法界寺(ほうかいじ)は、京都市伏見区日野にある真言宗醍醐派別格本山の寺院。山号を東光山と称する。本尊は薬師如来(秘仏)、開基は伝教大師最澄とされている。藤原氏の一族である日野家の氏寺で、「日野薬師」あるいは「乳薬師」の別名で知られる薬師信仰の寺であるとともに、国宝の阿弥陀堂と阿弥陀如来像を有することでも知られる。

歴史

法界寺は、醍醐寺の南方、宇治市との境界に近い、京都市伏見区日野に所在する。日野は、『方丈記』の著者である鴨長明の住んだ地であり、親鸞の生誕地としても知られる。かつて山城国宇治郡日野と呼ばれたこの地は、日野家の領地であった。日野家は藤原北家の一族で、儒学歌道をよくした家柄である。

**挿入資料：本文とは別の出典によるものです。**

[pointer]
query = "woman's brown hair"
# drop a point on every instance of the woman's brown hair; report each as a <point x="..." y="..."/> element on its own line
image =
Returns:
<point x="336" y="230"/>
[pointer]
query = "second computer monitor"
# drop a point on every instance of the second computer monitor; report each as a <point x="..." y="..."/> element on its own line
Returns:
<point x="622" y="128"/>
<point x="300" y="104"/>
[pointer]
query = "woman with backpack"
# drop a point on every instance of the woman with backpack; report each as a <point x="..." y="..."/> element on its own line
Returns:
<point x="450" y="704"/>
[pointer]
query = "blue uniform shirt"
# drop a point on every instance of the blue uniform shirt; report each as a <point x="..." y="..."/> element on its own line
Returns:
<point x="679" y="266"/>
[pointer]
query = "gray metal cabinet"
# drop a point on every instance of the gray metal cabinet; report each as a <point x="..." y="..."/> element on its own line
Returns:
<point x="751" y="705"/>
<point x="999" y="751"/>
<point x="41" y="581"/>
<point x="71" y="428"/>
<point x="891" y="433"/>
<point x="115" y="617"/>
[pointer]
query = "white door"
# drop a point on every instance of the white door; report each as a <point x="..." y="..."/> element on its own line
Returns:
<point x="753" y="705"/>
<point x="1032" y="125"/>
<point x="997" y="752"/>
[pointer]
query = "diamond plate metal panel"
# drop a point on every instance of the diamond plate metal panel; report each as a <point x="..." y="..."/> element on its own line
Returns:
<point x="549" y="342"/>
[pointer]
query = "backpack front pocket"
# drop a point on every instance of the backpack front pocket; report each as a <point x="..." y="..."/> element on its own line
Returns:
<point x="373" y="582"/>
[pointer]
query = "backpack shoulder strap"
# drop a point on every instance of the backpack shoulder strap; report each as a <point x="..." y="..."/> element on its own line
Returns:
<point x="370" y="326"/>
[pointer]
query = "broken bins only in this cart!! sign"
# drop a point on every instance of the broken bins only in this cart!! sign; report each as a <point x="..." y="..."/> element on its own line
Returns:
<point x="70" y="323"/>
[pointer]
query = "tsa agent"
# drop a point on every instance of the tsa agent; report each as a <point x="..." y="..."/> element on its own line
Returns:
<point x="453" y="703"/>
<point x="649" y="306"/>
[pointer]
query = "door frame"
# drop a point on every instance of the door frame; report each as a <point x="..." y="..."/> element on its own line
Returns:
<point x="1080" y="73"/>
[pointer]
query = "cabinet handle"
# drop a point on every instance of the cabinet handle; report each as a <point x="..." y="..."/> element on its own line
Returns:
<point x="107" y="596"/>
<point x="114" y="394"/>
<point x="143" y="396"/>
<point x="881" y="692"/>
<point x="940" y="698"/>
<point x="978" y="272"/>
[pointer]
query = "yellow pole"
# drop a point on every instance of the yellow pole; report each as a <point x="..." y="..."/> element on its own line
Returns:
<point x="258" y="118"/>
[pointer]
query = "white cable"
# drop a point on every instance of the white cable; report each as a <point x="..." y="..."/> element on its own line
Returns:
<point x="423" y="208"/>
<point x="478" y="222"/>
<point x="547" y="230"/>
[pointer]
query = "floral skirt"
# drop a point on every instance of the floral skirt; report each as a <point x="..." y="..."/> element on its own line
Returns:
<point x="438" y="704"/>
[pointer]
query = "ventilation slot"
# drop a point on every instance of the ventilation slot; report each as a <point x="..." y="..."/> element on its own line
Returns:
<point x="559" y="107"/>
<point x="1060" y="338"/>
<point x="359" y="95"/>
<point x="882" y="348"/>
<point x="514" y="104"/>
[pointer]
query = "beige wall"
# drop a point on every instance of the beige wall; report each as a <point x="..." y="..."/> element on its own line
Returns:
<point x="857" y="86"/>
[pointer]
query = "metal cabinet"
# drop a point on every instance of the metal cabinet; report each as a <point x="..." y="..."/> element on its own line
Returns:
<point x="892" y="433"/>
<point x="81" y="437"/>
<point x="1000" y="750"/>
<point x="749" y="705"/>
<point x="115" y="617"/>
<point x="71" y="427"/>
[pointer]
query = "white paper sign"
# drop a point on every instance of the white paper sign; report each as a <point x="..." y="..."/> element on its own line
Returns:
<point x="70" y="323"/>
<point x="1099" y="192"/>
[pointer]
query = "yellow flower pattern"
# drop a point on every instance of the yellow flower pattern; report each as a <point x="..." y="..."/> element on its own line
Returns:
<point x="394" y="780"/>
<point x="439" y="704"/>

平安時代後期の永承6年(1051年)、もと文章博士で後に出家した日野資業が、薬師如来を安置する堂を建てたのが法界寺の始まりとされている。薬師如来像の胎内には、資業から4代前の家祖・藤原家宗から代々伝わる、伝教大師最澄自作の三寸の薬師像を納入したという。

寺の草創時期については別の伝えもある。すなわち、家宗が弘仁13年(822年)、最澄自作の薬師像を本尊とし、最澄を開基として一族の氏寺を建てたとするものである。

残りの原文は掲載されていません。